Offrez un coup d’avance à vos collaborateurs

Médias - Culture

La fin sans fin de Blizzard Entertainment France

L’éditeur des célèbres jeux vidéo Diablo, Starcraft ou Hearthstone a réussi à faire valider par le Conseil d’État son plan social et la fermeture de son bureau en France. Mais les derniers salariés ne comptent pas se laisser faire. La bataille intervient quelques mois après son rachat par Microsoft pour 69 milliards de dollars.

Photo
Zuma / Zuma/ABACA

Bien triste fin d’année chez l’éditeur de jeux vidéo Blizzard Entertainment France. Alors que le créateur des célèbres titres Starcraft, World of Warcraft ou Overwatch vient d’être racheté par Microsoft pour la bagatelle de 69 milliards de dollars, sa filiale tricolore va fermer. Selon une décision repérée par le journaliste Vincent Granier et épluchée par l’Informé, le Conseil d’État a validé le plan de sauvegarde de l’emploi (PSE) ce 19 décembre, la fin d’un long processus débuté en 2021. À cette époque, le groupe américain décide de licencier plus de 285 personnes et de fermer sa société pour des raisons économiques.  « Nous nous occupions de la traduction et du doublage des jeux dans six langues européennes ainsi que du contrôle qualité, précise un salarié. Mais on a estimé que notre activité n’était pas suffisamment rentable et qu’elle pouvait être transférée à des prestataires extérieurs ». Pourtant, cette année-là, la structure déclarait un chiffre d’affaires de 373 millions d’euros, certes en baisse de 16 %, mais assorti d’un bénéfice de 55,1 millions d’euros, en hausse de plus de 100 % ! De quoi énerver les syndicats.

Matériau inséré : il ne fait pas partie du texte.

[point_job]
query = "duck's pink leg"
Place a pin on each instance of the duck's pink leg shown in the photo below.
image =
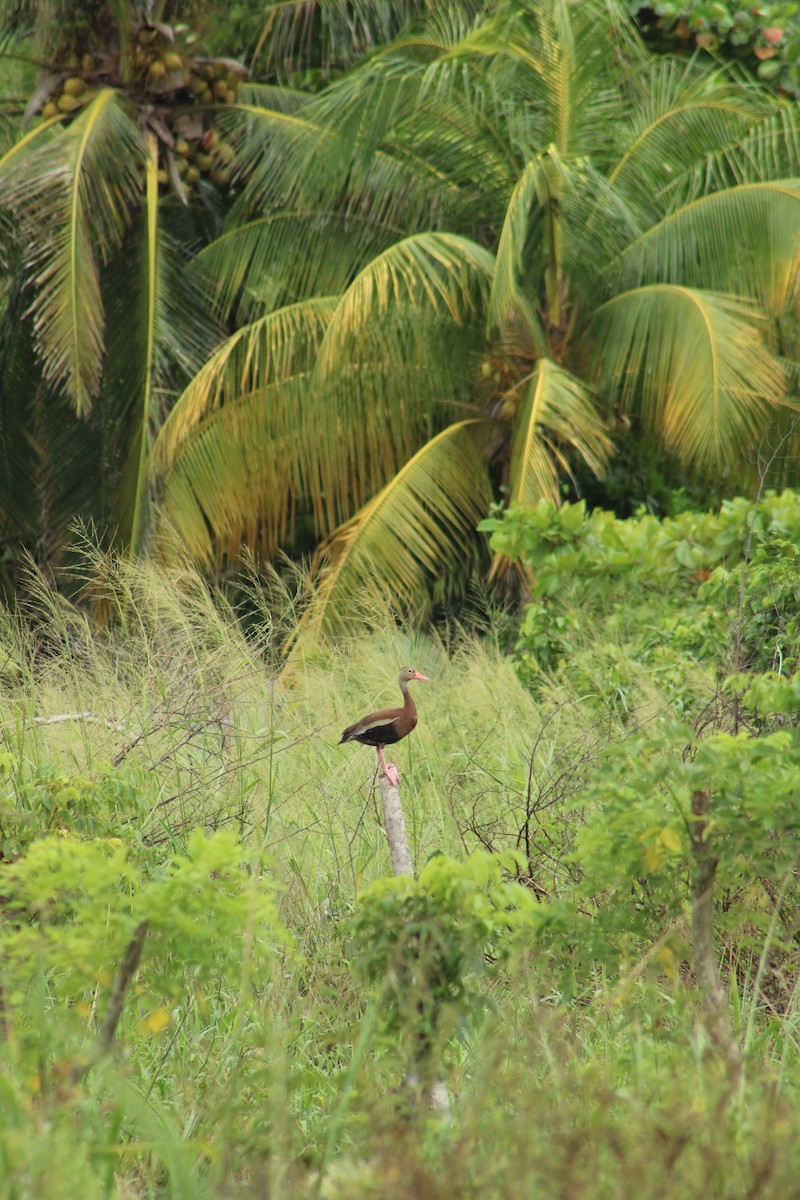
(389, 768)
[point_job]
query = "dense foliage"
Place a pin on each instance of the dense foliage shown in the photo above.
(764, 37)
(162, 796)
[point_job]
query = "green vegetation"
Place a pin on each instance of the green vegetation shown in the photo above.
(162, 796)
(414, 275)
(764, 37)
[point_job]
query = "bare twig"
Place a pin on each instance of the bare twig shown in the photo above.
(705, 965)
(107, 1031)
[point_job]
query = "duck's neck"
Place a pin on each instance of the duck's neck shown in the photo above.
(408, 700)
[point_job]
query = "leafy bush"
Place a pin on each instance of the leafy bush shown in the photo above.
(764, 36)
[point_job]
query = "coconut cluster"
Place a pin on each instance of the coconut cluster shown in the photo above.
(176, 90)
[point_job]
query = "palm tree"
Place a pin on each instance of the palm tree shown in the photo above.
(451, 267)
(118, 180)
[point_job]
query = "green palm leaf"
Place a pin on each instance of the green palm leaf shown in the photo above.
(433, 273)
(408, 534)
(509, 298)
(270, 351)
(740, 240)
(557, 412)
(132, 496)
(79, 189)
(696, 365)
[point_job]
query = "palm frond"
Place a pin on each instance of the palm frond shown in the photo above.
(695, 363)
(409, 533)
(239, 475)
(679, 118)
(509, 299)
(270, 351)
(557, 412)
(257, 264)
(338, 30)
(73, 196)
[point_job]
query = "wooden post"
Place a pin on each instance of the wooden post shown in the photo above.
(395, 826)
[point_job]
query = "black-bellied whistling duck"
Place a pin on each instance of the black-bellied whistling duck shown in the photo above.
(388, 726)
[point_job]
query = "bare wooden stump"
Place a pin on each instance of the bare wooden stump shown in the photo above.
(434, 1095)
(395, 826)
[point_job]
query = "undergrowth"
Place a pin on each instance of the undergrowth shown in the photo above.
(158, 781)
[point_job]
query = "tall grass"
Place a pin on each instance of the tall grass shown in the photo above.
(277, 1080)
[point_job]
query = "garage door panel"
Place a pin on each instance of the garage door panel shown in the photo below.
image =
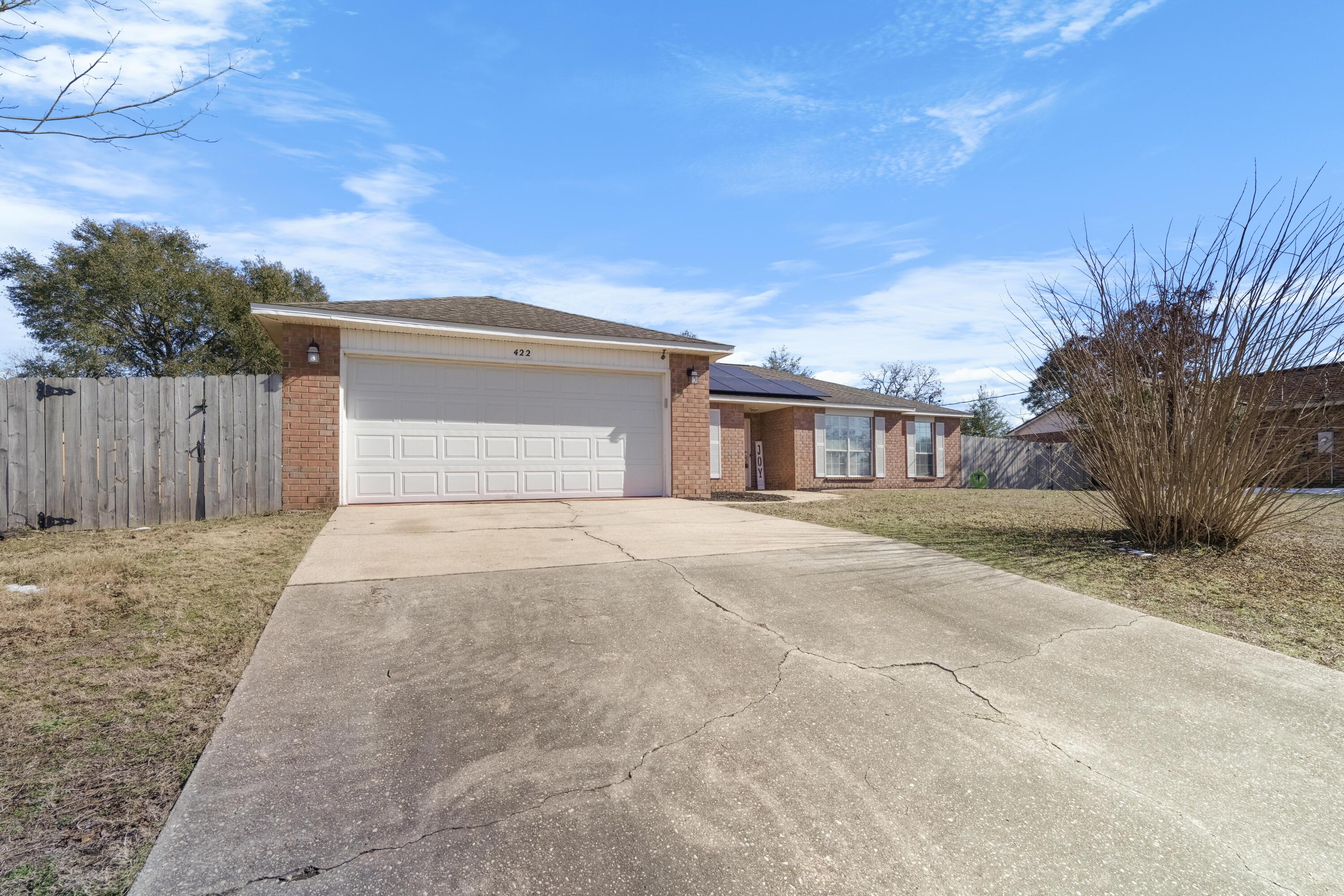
(461, 484)
(448, 432)
(375, 485)
(420, 448)
(500, 448)
(421, 484)
(460, 447)
(374, 448)
(500, 481)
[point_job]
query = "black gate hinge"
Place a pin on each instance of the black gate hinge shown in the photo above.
(52, 392)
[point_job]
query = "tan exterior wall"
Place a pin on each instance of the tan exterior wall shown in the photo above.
(311, 435)
(690, 426)
(733, 449)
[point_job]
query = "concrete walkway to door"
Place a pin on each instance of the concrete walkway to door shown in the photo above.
(659, 696)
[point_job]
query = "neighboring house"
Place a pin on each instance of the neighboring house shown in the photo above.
(1319, 390)
(480, 400)
(1049, 426)
(818, 435)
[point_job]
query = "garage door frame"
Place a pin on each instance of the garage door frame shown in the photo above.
(666, 392)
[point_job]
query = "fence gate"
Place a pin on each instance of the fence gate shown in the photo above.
(1017, 464)
(85, 453)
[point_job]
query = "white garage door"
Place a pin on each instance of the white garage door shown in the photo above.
(445, 432)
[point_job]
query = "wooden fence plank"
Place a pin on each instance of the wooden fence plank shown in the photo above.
(211, 425)
(152, 511)
(261, 439)
(107, 453)
(17, 474)
(72, 422)
(136, 452)
(241, 474)
(88, 452)
(197, 450)
(120, 472)
(4, 457)
(226, 445)
(182, 444)
(277, 410)
(167, 465)
(53, 503)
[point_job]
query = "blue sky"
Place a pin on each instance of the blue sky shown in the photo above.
(861, 182)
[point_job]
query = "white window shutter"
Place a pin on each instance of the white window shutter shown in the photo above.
(879, 447)
(910, 449)
(819, 443)
(943, 469)
(715, 447)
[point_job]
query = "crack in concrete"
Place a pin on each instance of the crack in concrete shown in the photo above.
(612, 543)
(1003, 716)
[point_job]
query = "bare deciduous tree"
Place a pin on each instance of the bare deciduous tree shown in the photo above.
(906, 379)
(89, 105)
(1170, 362)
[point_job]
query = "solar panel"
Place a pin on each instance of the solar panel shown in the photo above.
(736, 381)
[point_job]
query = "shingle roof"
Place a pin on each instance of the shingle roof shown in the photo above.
(488, 311)
(847, 393)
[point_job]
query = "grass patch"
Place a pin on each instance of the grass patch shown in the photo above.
(1284, 591)
(112, 680)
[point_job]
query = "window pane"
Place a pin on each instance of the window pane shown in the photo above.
(924, 464)
(861, 433)
(838, 433)
(924, 437)
(861, 464)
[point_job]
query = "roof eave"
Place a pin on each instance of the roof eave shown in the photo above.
(272, 318)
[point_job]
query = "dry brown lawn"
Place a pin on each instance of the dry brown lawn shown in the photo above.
(1284, 590)
(112, 680)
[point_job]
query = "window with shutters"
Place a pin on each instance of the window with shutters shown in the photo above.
(849, 447)
(924, 449)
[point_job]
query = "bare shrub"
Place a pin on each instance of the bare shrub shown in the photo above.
(1170, 361)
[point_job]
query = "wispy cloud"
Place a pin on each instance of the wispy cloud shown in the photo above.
(398, 183)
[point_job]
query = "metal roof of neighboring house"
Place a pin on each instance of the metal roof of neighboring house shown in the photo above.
(836, 392)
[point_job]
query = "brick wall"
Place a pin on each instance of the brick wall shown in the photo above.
(690, 428)
(804, 458)
(311, 437)
(733, 447)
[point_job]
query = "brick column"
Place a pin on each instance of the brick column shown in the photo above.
(311, 439)
(733, 447)
(690, 426)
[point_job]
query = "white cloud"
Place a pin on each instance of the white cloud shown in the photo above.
(1053, 26)
(397, 183)
(795, 267)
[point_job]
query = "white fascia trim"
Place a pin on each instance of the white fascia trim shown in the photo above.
(930, 416)
(823, 406)
(330, 316)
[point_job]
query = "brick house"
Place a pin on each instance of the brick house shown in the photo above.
(480, 400)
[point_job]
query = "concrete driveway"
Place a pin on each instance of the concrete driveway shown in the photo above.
(664, 696)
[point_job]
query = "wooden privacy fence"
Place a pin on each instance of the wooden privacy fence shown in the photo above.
(1015, 464)
(84, 453)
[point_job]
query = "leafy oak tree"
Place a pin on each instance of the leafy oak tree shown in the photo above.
(144, 300)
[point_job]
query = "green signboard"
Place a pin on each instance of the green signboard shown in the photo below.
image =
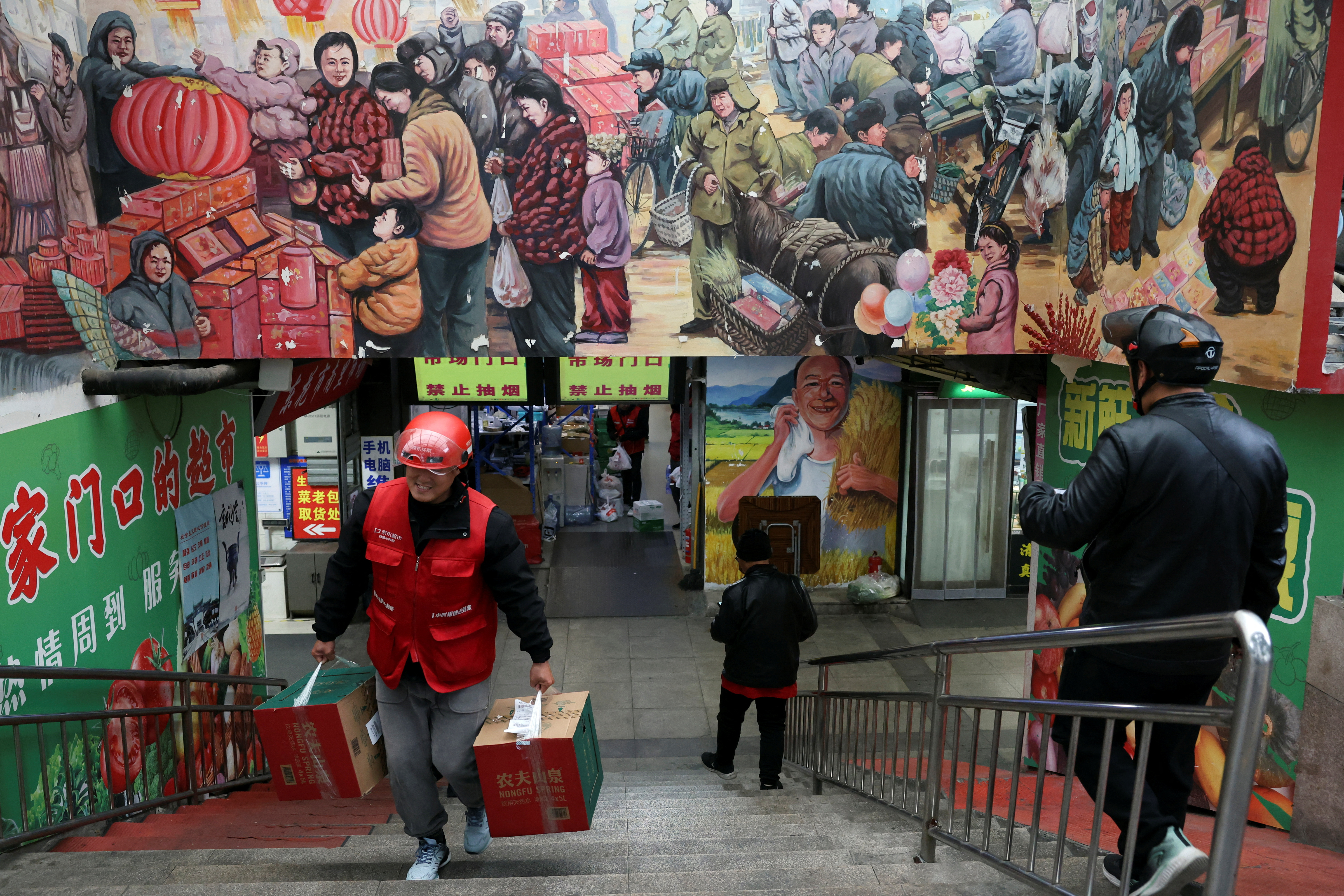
(494, 381)
(1308, 428)
(608, 381)
(93, 578)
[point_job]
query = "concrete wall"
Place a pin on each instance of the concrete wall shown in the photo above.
(1319, 802)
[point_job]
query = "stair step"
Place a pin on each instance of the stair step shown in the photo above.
(204, 842)
(236, 829)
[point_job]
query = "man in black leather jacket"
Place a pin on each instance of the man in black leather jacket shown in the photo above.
(1183, 511)
(761, 621)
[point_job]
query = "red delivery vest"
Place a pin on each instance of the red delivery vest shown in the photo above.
(433, 608)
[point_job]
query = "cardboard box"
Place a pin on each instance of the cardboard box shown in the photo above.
(291, 340)
(595, 69)
(224, 288)
(169, 203)
(510, 496)
(565, 757)
(338, 731)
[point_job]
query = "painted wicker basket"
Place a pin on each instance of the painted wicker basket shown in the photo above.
(673, 220)
(746, 338)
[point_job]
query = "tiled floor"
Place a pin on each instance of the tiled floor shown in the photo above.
(659, 678)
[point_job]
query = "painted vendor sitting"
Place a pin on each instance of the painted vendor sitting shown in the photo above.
(158, 303)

Ces derniers ont décidé de saisir la justice : ils estiment que le PSE a été modifié par l’employeur après son adoption par le Comité social et économique (CSE), sans concertation ni nouveau vote. Les changements portent sur les préventions des risques psychosociaux encourus par « l’équipe de transition devant rester en fonction jusqu’à la fermeture du site de Versailles ». Cette équipe est partie au fil du temps tandis que les élus du personnel et des délégués syndicaux, eux, sont toujours là. Ces salariés protégés ne peuvent être licenciés qu’après l’aval de l’inspection du travail. Or, celle-ci a refusé de le faire car la raison économique du licenciement n’était pas valide. « Dans un premier temps, le tribunal administratif a confirmé le plan social qui a ensuite été invalidé par la cour d’appel en avril 2022, explique Mehdi Bouzaida, avocat des élus de Blizzard Entertainment France. Aujourd’hui, le Conseil d’État a jugé que la cour d’appel s’était trompée et a finalement validé le PSE, une décision très insatisfaisante pour nous. »

L’affaire n’est pas terminée pour autant. Car de nouvelles élections professionnelles devaient être organisées par Blizzard Entertainment après la fin du mandat des élus ce 20 décembre. Or, rien n’a été fait. « Nous venons d’adresser un courrier recommandé à la direction pour leur rappeler leurs obligations, note Mehdi Bouzaida. Les élus conservent encore une protection résiduelle de 6 mois à un an après la fin de leurs mandats. Nous craignons que Blizzard attende la fin de ce délai pour pouvoir licencier plus facilement les derniers salariés français. »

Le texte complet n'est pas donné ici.